Unlike most mammals, seals have a thick layer of blubber (fat) below their skin. The first step in the hide-working process therefore consisted of removing the layer of blubber (see figure 1). We did this using unmodified flint flakes. The sharp edges of the flakes proved to be effective tools for this task. It took the volunteers approximately two and a half hours to remove the thick layer of fat.

Figure 1. Removing the layer of blubber with flint flakes.

Framing the skins

Once the layer of fat was removed small incisions were made in the skins to facilitate stretching them in a frame. The skins were stretched in a wooden frame and laid down in the grass for further processing (see figure 2).

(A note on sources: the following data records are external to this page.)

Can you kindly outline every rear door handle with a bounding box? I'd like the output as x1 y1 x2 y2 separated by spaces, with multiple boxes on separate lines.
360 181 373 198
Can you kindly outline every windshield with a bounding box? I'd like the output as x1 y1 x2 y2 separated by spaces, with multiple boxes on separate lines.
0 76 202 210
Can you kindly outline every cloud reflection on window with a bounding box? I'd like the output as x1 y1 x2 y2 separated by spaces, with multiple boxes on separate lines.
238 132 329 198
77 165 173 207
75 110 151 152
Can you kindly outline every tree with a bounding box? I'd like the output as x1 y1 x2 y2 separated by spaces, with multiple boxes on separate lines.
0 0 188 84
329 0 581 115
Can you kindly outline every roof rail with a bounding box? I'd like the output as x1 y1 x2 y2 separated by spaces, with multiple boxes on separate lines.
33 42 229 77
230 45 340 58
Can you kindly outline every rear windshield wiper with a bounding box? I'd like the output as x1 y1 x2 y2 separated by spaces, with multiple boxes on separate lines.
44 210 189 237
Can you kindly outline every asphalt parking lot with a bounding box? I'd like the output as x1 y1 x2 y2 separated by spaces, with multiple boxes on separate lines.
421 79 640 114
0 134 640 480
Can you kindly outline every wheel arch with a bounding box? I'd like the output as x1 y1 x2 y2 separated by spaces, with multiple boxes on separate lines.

Figure 2. Framing the seal skins in a wooden frame.

Scraping with additives

Now the entire skins were covered in additives which were added to absorb the fat (see figure 3). One skin was covered in sand while the other was covered in ground dry clay. After this, the hides were scraped with flint scrapers which were hafted in a wooden haft (see figure 4 and 5). The hides were scraped for approximately fifty minutes. It could be noted during the process that the scrapers already acquired a macroscopically visible gloss, this was especially true for the scrapers used to scrape the hide with sand. This is not entirely surprising as it is known that flint can be polished using sand in combination with leather. The additives indeed absorbed fat from the hides and it therefore seemed that this was indeed an effective method for removing excessive fat from these skins. The use-wear traces on the scrapers still need to be studied, but the fact that they acquired macroscopically visible traces in the form of a macroscopically visible gloss and clear rounding of the edges indicates that they must attained have well developed wear traces.

 

To be continued…

After this the hides will have to be scraped again in order to remove the remaining fat. They will have to be dried, stretched and rubbed to create a kind of fat cured leather. In this case the fat inside the skin will serve to cure and preserve the skins. All the tools used in the experiments will be analyzed microscopically and the wear traces on these tools will be compared to archaeological scrapers of which the wear traces have been tentatively interpreted as being the result of scraping hides with additives. Hopefully, this will provide more insights into the hide-working processes in the Neolithic.

Literature

Brinkkemper, O., E. Drenth and J.T. Zeiler, 2010. De voedseleconomie van de Vlaardingen cultuur in Nederland. Een algemeen overzicht, Westerheem Special 2010: Vlaardingen-cultuur, 26-51.

Van Gijn, A.L., 1990. The wear and tear of flint. Principles of functional analysis applied to Dutch Neolithic assemblages, Leiden  Faculty of Archaeology.